Dancing with the devil

People who know me know that I have a very conflicted relationship with social media.  I basically hate nearly everything about it but use it of necessity.  I am not SO narrow though that I cannot see the positives. I am just not totally sure that they out weigh the negatives. But this makes me sound very snarky and I am not really. Much.

For the next 5 days, I will wear earrings that celebrate some good things from social media…mainly connections with gorgeous people which may not have happened without it. I have already referred to Kate and Heidi who began as Instagram friends and today’s earrings celebrate another friendship born of a social media connection.

Early on in my involvement with Samunnat Nepal, a dear friend Mel told me I should contact the legendary  Cynthia Tinapple of PCD and tell her about the ladies and what was happening over there. Me being me I didn’t, but Mel being Mel she encouraged me to until I did.  To cut long and fabulous story short, Cynthia was thrilled to hear about the amazing Nepali girls and how they were using polymer clay to escape lives dominated by violence.  She came and visited (twice!!) bringing with her all sorts of resources including our beloved Simmons slicer (thanks Dorothy too!!) One of the many things we learnt from Cynthia was how to make what we called our shisha veneer which she designed especially for her trip to us. Later on, with the extraordinary help of also legendary Ron Lehocky she rallied the polymer community to help us raise thousands of dollars to build our home. Cynthia learnt the delights of a good mustard oil massage and the best time of year to meet mosquitoes.

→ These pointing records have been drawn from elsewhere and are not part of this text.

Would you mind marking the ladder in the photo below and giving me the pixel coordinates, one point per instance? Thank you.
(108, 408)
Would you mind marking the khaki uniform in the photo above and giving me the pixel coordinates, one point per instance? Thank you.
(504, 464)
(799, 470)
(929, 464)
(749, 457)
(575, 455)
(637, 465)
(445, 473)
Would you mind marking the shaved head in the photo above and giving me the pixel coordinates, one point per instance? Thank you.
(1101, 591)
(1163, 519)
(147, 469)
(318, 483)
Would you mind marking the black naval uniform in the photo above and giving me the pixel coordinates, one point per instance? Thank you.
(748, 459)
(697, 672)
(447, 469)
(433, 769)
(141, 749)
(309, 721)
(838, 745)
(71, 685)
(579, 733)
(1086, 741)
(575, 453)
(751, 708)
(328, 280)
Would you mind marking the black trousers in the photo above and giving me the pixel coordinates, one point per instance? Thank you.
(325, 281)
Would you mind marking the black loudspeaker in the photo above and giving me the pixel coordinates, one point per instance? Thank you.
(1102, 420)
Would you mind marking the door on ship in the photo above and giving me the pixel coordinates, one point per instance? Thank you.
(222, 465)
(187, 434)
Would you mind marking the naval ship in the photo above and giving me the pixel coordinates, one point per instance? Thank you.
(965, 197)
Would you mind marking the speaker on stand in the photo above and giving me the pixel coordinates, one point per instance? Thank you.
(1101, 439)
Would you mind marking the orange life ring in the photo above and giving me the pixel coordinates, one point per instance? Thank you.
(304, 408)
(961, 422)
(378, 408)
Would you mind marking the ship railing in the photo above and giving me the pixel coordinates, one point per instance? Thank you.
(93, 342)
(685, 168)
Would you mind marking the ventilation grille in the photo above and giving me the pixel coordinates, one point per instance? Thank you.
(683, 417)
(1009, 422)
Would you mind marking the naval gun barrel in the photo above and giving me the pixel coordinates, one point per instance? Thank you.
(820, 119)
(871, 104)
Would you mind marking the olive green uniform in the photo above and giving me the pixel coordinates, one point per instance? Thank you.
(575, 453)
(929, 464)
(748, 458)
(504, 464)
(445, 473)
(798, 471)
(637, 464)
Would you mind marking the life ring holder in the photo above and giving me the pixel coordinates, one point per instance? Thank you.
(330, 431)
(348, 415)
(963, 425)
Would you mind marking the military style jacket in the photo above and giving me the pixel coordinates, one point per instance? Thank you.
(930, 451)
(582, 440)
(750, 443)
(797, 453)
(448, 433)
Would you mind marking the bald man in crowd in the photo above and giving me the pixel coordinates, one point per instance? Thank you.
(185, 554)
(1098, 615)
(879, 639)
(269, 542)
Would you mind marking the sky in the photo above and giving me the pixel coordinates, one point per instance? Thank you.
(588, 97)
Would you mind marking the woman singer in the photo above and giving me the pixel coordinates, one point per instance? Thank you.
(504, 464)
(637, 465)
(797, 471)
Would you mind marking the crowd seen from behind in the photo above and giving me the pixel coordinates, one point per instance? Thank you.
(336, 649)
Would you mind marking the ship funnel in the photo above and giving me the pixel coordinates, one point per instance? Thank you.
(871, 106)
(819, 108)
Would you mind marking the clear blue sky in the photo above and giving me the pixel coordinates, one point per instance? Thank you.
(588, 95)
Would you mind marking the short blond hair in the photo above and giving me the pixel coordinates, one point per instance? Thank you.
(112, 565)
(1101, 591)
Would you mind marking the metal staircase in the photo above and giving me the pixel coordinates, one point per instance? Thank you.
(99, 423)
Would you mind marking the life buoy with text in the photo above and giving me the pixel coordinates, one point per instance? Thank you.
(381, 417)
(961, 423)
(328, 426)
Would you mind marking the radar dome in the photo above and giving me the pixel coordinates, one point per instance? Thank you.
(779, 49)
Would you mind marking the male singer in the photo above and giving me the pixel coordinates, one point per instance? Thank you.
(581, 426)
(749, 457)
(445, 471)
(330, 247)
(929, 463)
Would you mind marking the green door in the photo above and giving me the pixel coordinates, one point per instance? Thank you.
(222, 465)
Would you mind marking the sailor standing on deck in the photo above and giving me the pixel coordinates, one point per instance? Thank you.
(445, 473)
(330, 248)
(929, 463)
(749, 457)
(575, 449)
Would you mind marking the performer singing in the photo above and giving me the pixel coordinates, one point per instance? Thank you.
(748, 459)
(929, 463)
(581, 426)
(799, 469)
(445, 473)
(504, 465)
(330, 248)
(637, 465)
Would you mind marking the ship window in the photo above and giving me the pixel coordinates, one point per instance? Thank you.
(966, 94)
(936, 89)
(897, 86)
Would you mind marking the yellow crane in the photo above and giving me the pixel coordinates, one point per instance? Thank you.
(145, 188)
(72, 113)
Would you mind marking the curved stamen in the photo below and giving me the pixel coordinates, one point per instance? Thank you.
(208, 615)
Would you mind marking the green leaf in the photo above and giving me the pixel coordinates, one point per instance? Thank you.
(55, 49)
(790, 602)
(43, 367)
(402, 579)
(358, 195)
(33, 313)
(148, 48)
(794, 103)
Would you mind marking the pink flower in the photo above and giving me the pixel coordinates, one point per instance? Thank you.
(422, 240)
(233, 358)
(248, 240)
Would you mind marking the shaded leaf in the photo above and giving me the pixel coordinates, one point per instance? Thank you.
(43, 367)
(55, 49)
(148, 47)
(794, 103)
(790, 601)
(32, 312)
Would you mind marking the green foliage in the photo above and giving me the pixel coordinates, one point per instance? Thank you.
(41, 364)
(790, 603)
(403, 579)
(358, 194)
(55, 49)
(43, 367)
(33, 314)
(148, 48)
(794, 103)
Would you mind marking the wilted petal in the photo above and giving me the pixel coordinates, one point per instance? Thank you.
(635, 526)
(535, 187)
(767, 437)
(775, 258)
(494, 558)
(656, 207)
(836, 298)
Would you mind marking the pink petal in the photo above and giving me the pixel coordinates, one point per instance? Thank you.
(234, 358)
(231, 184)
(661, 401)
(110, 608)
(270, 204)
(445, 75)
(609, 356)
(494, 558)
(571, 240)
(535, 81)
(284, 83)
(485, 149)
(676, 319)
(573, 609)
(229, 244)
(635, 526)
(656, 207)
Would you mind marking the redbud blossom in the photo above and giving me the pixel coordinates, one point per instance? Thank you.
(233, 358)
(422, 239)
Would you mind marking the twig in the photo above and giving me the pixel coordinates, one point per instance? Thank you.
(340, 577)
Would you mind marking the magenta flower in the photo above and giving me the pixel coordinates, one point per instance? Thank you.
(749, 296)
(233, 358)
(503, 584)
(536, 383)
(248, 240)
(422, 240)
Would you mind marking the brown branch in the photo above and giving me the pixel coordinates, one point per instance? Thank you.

These earrings always make me think of darling Cynthia and the very special time we had together there in Nepal. A time that may never have happened without horrible social media.

Weekend Wear

Did you all realise it was a weekend? Harder to pick the difference in these days of the new normal.

I realise that a lot of the earring posts are really about connections. If the most I can do is to connect lovely people with other lovely people or lovely things (via links or photos or whatever) then…that’s enough!  I sometimes think that is my role on the Colourful Journey….cue wistful sigh…connecting wonderful people to each other.

I am catching up a bit today.  Yesterday I was obsessively walking or gardening. But OF COURSE wearing earrings. Yesterday’s earrings are on high rotation. I made them using veneers I made in an online class called Matrix Canes by Dan Cormier.  Dan and I work differently. Dan works with precision and exactitude and I sometimes work less precisely and exactly but I learn SO much from his classes. I learn techniques but also about another way of working, another approach, that I can modify for what works in my studio.  I have now done several of Dan’s online classes and he and his partner Tracy have donated a place in the classroom to the Samunnat ladies just about every time they do a class.

I made today’s drops using two gorgeous silver beads from Millennium Crafts in Thamel, Kathmandu. We sometimes go there on our trip. It is one of those really tricky to find places that are well worth the effort hunting down. A place where it is good to have local knowledge or you could end up in a dance bar with cabin. Don’t ask.  Today I wore these earrings on a cold, windy walk to Mt Ainslie’s quarry. I wanted to find an old dump I had heard about and I did. But decided that it would be better to return wearing heavier boots rather than runners!!  I may have had the wrong shoes but I did have the right earrings.